Bilsington Priory (Bilsvitone, Bilswithetun, Beilsington) is a former Augustinian priory in Kent, England, about 3/4 mi north of Bilsington and about 5 mi south of Ashford. Mentioned in the Domesday book as held by Odo of Bayeaux, Earl of Kent and Bishop of Bayeaxu, it was founded in 1253 by John Maunsell, with help from the canons of Merton Priory, which provided the first three priors. Being a monastic house under £200, it was suppressed in the 1536 Dissolution of the Monasteries. Its lands were granted to Anthony St Leger, who exchanged them with Thomas Cranmer, Archbishop of Canterbury.
Bilsington Priory is mentioned as providing a hospital and preaching to the local community.

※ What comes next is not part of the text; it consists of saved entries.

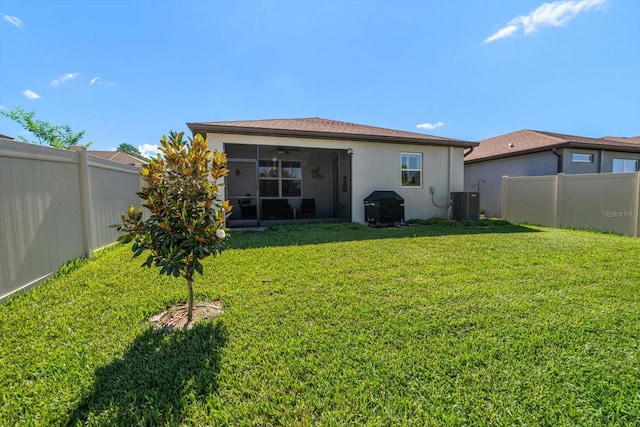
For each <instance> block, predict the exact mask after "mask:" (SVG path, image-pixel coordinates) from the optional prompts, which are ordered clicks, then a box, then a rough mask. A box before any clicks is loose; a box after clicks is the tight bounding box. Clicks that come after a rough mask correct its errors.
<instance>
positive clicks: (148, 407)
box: [67, 320, 226, 426]
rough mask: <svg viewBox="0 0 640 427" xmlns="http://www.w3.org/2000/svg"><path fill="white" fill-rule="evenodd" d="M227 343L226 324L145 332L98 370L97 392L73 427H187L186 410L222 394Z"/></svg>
mask: <svg viewBox="0 0 640 427" xmlns="http://www.w3.org/2000/svg"><path fill="white" fill-rule="evenodd" d="M225 342H226V330H225V328H224V324H223V323H222V322H221V321H220V320H217V321H216V322H215V323H214V322H206V323H205V322H201V323H196V324H195V325H194V327H193V328H192V329H191V330H188V331H179V332H173V333H163V332H157V331H155V330H153V329H149V330H147V331H145V332H144V333H143V334H142V335H141V336H140V337H138V338H137V339H136V340H135V341H134V342H133V343H132V345H131V346H130V347H129V349H128V350H127V351H126V353H125V354H124V357H123V358H122V359H118V360H115V361H114V362H113V363H111V364H110V365H107V366H104V367H101V368H98V369H97V371H96V373H95V384H94V388H93V390H92V392H91V393H90V394H89V395H88V396H86V397H85V398H84V399H83V400H82V401H81V402H80V403H79V404H78V406H77V408H76V409H75V410H74V411H73V412H72V413H71V414H70V416H69V420H68V423H67V426H76V425H81V424H85V423H87V422H88V421H91V422H93V423H97V424H99V425H123V426H124V425H165V424H181V421H182V419H183V411H184V410H185V408H186V406H188V405H189V404H190V403H191V402H193V401H195V400H198V399H201V398H203V397H205V396H207V395H209V394H211V393H213V392H215V391H216V390H217V388H218V384H217V376H218V373H219V371H220V353H219V351H220V349H221V348H222V347H223V346H224V345H225Z"/></svg>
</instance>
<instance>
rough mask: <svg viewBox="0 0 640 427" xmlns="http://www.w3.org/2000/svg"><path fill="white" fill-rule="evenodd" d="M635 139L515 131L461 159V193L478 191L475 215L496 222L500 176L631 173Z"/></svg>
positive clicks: (498, 194) (477, 147) (491, 140)
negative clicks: (463, 161)
mask: <svg viewBox="0 0 640 427" xmlns="http://www.w3.org/2000/svg"><path fill="white" fill-rule="evenodd" d="M639 164H640V136H636V137H632V138H623V137H611V136H607V137H603V138H586V137H582V136H574V135H563V134H558V133H552V132H542V131H534V130H520V131H517V132H512V133H508V134H505V135H500V136H496V137H494V138H489V139H485V140H482V141H480V143H479V145H478V146H477V147H475V148H474V149H473V150H471V151H470V152H467V153H466V155H465V159H464V189H465V191H480V210H481V212H484V213H485V214H486V215H487V216H500V215H501V209H502V177H503V176H536V175H555V174H557V173H565V174H584V173H609V172H634V171H637V170H638V168H639Z"/></svg>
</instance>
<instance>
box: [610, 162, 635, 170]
mask: <svg viewBox="0 0 640 427" xmlns="http://www.w3.org/2000/svg"><path fill="white" fill-rule="evenodd" d="M637 170H638V161H637V160H634V159H613V172H636V171H637Z"/></svg>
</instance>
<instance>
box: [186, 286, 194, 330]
mask: <svg viewBox="0 0 640 427" xmlns="http://www.w3.org/2000/svg"><path fill="white" fill-rule="evenodd" d="M187 286H189V313H188V316H187V324H191V320H192V319H193V284H192V280H191V279H187Z"/></svg>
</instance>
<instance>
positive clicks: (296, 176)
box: [187, 117, 476, 227]
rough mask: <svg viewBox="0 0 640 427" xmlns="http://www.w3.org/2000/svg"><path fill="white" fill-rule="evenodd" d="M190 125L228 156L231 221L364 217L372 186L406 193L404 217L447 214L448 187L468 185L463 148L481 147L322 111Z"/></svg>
mask: <svg viewBox="0 0 640 427" xmlns="http://www.w3.org/2000/svg"><path fill="white" fill-rule="evenodd" d="M187 125H188V126H189V129H191V131H192V132H193V133H194V134H203V135H205V136H207V137H208V138H209V146H210V148H211V149H212V150H213V149H218V150H222V151H225V152H226V154H227V158H228V165H227V167H228V168H229V169H230V171H231V172H230V173H229V175H228V176H227V179H226V186H225V187H223V188H224V191H225V192H226V193H225V198H227V199H229V200H230V201H231V204H232V205H233V206H234V210H233V213H232V216H231V217H230V218H229V225H230V226H232V227H236V226H251V225H265V224H270V223H275V222H288V221H292V220H294V219H295V220H313V219H322V220H329V219H333V220H343V221H353V222H360V223H363V222H365V218H364V199H365V197H367V196H368V195H369V194H370V193H371V192H373V191H375V190H392V191H395V192H397V193H398V194H399V195H400V196H402V197H403V198H404V200H405V203H404V209H405V219H411V218H431V217H446V216H448V208H447V204H448V200H449V193H450V192H452V191H462V188H463V172H464V165H463V153H464V150H465V149H469V148H471V147H472V146H474V145H476V144H475V143H473V142H467V141H462V140H458V139H450V138H441V137H436V136H430V135H425V134H421V133H414V132H406V131H401V130H393V129H385V128H380V127H374V126H365V125H360V124H355V123H346V122H341V121H336V120H328V119H322V118H317V117H315V118H305V119H273V120H250V121H227V122H205V123H188V124H187ZM431 188H433V189H434V191H435V193H434V194H432V193H431V191H430V189H431ZM434 202H435V203H434ZM436 203H437V204H438V205H440V206H441V207H438V206H436Z"/></svg>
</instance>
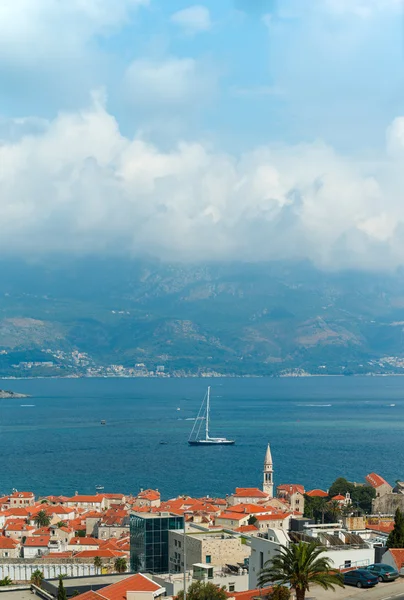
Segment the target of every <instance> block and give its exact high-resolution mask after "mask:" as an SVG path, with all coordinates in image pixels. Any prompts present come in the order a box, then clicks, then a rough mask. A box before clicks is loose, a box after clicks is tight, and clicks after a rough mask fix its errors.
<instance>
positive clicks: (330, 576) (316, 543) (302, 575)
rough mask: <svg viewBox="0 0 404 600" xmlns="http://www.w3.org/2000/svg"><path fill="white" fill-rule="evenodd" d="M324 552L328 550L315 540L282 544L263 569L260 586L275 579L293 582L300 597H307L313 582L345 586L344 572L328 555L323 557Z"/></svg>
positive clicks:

Some of its buildings survived and were converted into a farmhouse. In 1906 they were restored to designs by JT Micklethwaite. They are Grade I listed. The priory is now a wedding and conference venue overlooking Romney Marsh.

Bilsington Priory is a Grade 1 English Heritage listing no 181660. The Priory is divided into two stories by massive transverse beams, measuring 15.1 inches by 13 inches. The walls are graffiti from the Durham Light Infantry who were stationed in South-East England in 1940 in the aftermath of Dunkirk.